Ukrainian politician

Viktor Ivanovych Chornyi (Віктор Іванович Чорний; born 6 April 1968) is a Ukrainian politician and a statesman. He served as People's Deputy of Ukraine of the 9th convocation.

== Education ==
- From 1975 to June 27, 1985 — he studied at Yalta secondary school, which he finished with honour;
- From 1985 to July 8, 1989 he studied at Donetsk High Military-Political Collage of Engineer and Connection Troops. Specialty — military politician. Qualification — History and Social Science teacher;
- From September 1, 2000 to February 28, 2002 he studied at National Academy for Public Administration under the President of Ukraine. Specialty — state management. Qualification – Master of Science.

== Working activity==
From 1989 – he is a military officer of USSR, Ukraine.

From 1996 to 1997 — a commercial director of Scientific Production Association «KLP-PLYUS
»

From 1997 to 1998 — a director of confectionery “Grona”;

From 1998 to 1999 — a General Director of Limited Liability Company «Confectionary Trading House»;

From 2002 to 2005 — a Head of public organization «Consumer Protection Committee in Dantytskyi Region in Kyiv»;

From 2006 to 2010 — a deputy head of Podiliya Governor in Kyiv;

From 2011 to 2012 — the head of Ukrainian sanitary-Medical Center of State Organization «Ukrecoresursy»;

From 2015 to 2019 — a Director of Private limited company «Detective Security Company „Shtorm“».

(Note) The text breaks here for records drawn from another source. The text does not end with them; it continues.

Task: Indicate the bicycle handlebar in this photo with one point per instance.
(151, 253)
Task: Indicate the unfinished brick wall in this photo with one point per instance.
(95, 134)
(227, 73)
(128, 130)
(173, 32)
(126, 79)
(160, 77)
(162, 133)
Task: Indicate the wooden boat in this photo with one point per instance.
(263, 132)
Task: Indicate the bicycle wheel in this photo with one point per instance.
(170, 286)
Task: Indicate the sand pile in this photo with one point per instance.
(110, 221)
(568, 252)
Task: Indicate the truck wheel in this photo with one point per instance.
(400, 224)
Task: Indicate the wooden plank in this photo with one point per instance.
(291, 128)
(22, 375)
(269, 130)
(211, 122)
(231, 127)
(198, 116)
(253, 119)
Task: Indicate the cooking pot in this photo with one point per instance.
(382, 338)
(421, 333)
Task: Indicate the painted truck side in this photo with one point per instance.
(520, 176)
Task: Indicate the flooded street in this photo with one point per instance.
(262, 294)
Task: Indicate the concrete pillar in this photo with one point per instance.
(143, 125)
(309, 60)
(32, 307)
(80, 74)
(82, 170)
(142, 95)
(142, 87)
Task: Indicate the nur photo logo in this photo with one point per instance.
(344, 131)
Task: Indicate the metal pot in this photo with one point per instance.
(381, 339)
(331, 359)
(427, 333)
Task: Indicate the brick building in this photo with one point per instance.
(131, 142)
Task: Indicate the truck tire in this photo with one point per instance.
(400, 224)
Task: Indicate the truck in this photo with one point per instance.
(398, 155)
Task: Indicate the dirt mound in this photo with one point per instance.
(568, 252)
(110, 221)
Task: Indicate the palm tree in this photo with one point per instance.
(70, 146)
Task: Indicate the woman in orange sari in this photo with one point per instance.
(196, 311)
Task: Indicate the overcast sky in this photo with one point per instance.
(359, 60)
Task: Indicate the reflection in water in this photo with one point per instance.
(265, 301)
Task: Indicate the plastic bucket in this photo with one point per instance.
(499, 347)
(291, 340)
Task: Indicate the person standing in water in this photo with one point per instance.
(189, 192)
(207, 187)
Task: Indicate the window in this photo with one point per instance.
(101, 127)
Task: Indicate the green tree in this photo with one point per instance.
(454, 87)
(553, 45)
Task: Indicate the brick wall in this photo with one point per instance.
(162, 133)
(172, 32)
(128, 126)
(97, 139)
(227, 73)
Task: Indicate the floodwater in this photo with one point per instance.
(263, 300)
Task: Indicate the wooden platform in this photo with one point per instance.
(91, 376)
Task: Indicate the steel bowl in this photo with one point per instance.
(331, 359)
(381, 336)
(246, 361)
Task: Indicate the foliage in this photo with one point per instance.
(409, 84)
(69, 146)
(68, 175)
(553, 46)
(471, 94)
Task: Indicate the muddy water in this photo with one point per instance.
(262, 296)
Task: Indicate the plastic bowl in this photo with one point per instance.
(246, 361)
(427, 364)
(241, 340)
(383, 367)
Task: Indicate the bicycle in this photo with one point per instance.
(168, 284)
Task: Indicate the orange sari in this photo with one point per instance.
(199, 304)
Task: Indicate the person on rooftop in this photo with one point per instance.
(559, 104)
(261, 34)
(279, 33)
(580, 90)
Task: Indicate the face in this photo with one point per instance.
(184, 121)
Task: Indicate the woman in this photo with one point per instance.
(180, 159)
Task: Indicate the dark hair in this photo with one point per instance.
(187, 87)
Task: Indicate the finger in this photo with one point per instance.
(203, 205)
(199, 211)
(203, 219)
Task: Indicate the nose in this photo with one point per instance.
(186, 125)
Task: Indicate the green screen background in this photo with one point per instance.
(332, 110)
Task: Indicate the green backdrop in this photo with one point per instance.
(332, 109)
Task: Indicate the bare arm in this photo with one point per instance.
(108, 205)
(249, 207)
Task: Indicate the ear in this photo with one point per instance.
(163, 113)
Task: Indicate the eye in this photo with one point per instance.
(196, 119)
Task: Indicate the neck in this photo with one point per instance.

== Public and political activity==
- 1998 — a deputy of Kharkiv district administration in Kyiv; a deputy head of permanent committee.
- 2002—2006 - a deputy of Darnytsia district administration in Kyiv.
- 2009 — the Head of All-Ukraine public organization "Movement of Civil Activity"
- 2014 — Vice-President of Combat Sambo Federation of Ukraine
- Since 2019 – A People's Deputy of Ukraine of the IXth convocation,
- Faction: Member of the "Opposition Platform — For Life" political party parliamentary faction at the Verkhovna Rada of Ukraine. Post: Member of the Verkhovna Rada of Ukraine Committee on Anti-Corruption Policy, the Head of the Subcommittee of Public Affairs Cooperation.

== Rewards==
The "Defender of the Motherland" Medal in 1999,
Letters of Acknowledgement from Kyiv Mayor in 2000 and 2005,
Certificate of Merit from Kyiv Mayor in 2007,
The Candidate Master of Sports at judo.

== Family==
Married, has two daughters and a son.